Thursday, October 13, 2011

Lost

I have a few friends on Facebook lately who've had the supreme sadness of burying a parent, a sibling or worse (the ultimate horror) a child. I cannot and do not want to try to imagine the sadness that these people struggle against. The seemingly insurmountable daily sadness... I shudder to think about it and don't believe I can finish the sentence about it.

But my writing today isn't about that. My reference in naming this post "Lost" wasn't to the family members who've gone before us into the Great Somewhere, but in the Lost Art of Wordsmith. There is a certain amount of Grace that is required of the condolence writer. Sadly, the advent and perpetuation of cyber communication have left a generation of incapable letter writers.

When I was growing up, we learned all kinds of "social graces". We learned how to eat without making our companions sick, how to carry a conversation, and how to write letters, among other things. To be fair, some of those things I learned reading a book written by a friend of my mom's. Learning those graces wasn't supposed to get us into Harvard or MIT, but they would (in theory) help us make and keep friends, help us be Creatures of Beauty and Grace, and, I think, mostly to teach us to think about others with Thought instead of as Mere Others. I think that makes sense.

My point is this: in a world where we can announce our Loved One's passing on Facebook, and our "friends" can post their condolences as comments on a thread, there is a surprising and sad lack of grace. The comment threads that I see typically say something to the effect of "I'm so sorry for your loss". But I have to tell you that if my brother, uncle, mother, child (God Forbid) had just died, the last thing I would want is 200 comments on my Facebook page saying "sorry for your loss" and the problem is, the reason that people post that is because they don't know what else to say. We live in an world that has allowed it to be okay not to learn how to tell someone you're deeply saddened by the news of someone's passing. We live in a world, it seems to me, in which those social graces I learned growing up are odd and even sometimes mocked!
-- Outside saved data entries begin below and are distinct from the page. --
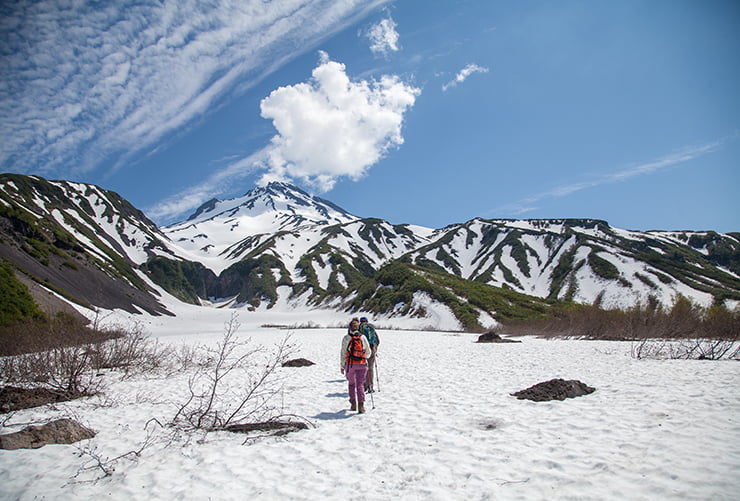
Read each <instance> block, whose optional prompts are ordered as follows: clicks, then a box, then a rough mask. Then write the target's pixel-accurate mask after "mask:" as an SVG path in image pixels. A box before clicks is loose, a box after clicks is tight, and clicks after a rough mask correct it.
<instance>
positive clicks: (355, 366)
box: [340, 318, 372, 414]
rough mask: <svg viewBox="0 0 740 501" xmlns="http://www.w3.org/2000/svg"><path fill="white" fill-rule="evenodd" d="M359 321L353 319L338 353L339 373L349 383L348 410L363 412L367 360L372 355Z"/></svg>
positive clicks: (366, 339)
mask: <svg viewBox="0 0 740 501" xmlns="http://www.w3.org/2000/svg"><path fill="white" fill-rule="evenodd" d="M359 327H360V321H359V320H357V319H356V318H353V319H352V321H351V322H350V323H349V330H348V331H347V334H346V335H345V336H344V337H343V338H342V350H341V352H340V363H341V371H342V374H344V375H345V376H346V377H347V381H348V382H349V404H350V410H353V411H357V412H358V413H360V414H362V413H363V412H365V379H366V378H367V359H368V358H370V356H371V355H372V349H371V348H370V342H369V341H368V340H367V338H366V337H365V336H363V335H362V334H361V333H360V330H359Z"/></svg>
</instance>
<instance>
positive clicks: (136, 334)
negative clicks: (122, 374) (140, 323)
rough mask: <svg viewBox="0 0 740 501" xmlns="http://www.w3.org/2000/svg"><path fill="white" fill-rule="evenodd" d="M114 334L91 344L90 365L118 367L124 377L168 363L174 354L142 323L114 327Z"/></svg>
mask: <svg viewBox="0 0 740 501" xmlns="http://www.w3.org/2000/svg"><path fill="white" fill-rule="evenodd" d="M112 332H115V333H116V335H115V336H111V339H109V340H108V341H105V342H103V343H100V344H99V345H97V346H95V347H94V348H91V351H90V355H91V360H90V363H91V366H92V367H93V368H95V369H117V370H119V371H121V373H122V374H123V376H124V377H127V376H131V375H134V374H142V373H150V372H154V371H157V370H158V369H163V368H165V367H168V365H169V363H170V358H171V356H172V354H171V353H170V352H169V351H168V350H167V348H166V347H164V346H160V345H159V343H157V342H156V341H153V340H151V339H150V338H149V337H148V336H147V335H146V334H145V333H144V331H143V329H142V326H141V324H140V323H135V324H134V325H133V326H131V327H129V328H121V327H119V328H117V329H115V330H113V331H112Z"/></svg>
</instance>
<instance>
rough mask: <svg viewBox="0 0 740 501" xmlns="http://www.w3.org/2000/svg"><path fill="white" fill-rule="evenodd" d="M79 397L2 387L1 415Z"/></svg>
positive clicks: (5, 386)
mask: <svg viewBox="0 0 740 501" xmlns="http://www.w3.org/2000/svg"><path fill="white" fill-rule="evenodd" d="M77 396H79V395H70V394H69V393H65V392H62V391H54V390H49V389H47V388H16V387H15V386H3V387H0V413H6V412H12V411H17V410H20V409H30V408H31V407H39V406H42V405H46V404H51V403H55V402H66V401H67V400H72V399H74V398H76V397H77Z"/></svg>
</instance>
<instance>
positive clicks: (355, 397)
mask: <svg viewBox="0 0 740 501" xmlns="http://www.w3.org/2000/svg"><path fill="white" fill-rule="evenodd" d="M344 374H345V375H346V376H347V381H349V401H350V402H359V403H365V378H366V377H367V365H365V364H347V365H346V366H345V367H344Z"/></svg>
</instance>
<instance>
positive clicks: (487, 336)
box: [476, 331, 521, 343]
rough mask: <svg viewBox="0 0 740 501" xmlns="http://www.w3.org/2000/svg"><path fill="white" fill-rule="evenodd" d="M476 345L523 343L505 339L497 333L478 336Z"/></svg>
mask: <svg viewBox="0 0 740 501" xmlns="http://www.w3.org/2000/svg"><path fill="white" fill-rule="evenodd" d="M476 343H521V341H515V340H513V339H504V338H502V337H501V336H499V335H498V334H496V333H495V332H493V331H491V332H486V333H485V334H481V335H480V336H478V341H476Z"/></svg>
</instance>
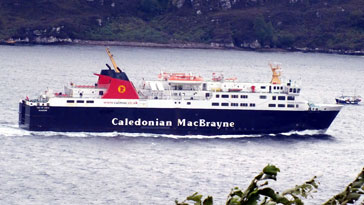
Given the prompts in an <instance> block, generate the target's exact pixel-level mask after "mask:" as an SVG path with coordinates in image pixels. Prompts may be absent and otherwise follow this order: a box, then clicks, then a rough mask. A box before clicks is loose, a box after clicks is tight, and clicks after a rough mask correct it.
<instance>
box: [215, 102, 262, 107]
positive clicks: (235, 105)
mask: <svg viewBox="0 0 364 205" xmlns="http://www.w3.org/2000/svg"><path fill="white" fill-rule="evenodd" d="M211 105H212V106H219V105H220V103H217V102H214V103H212V104H211ZM248 105H249V107H255V103H249V104H248V103H240V106H241V107H248ZM221 106H229V103H221ZM230 106H232V107H238V106H239V103H230Z"/></svg>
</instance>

My heart is sad for my friends. I wrote notes of condolence, not because I had to, but because I wanted to. I considered my friends; I thought about their loved ones; I sat down with pen and paper and I wrote from my heart, using the strategies that I'd learned so long ago. Perhaps, as I go through life and teach my children the graces that are ingrained in me, they will not be lost and gone forever.

Otherwise, rest in peace, Social Graces.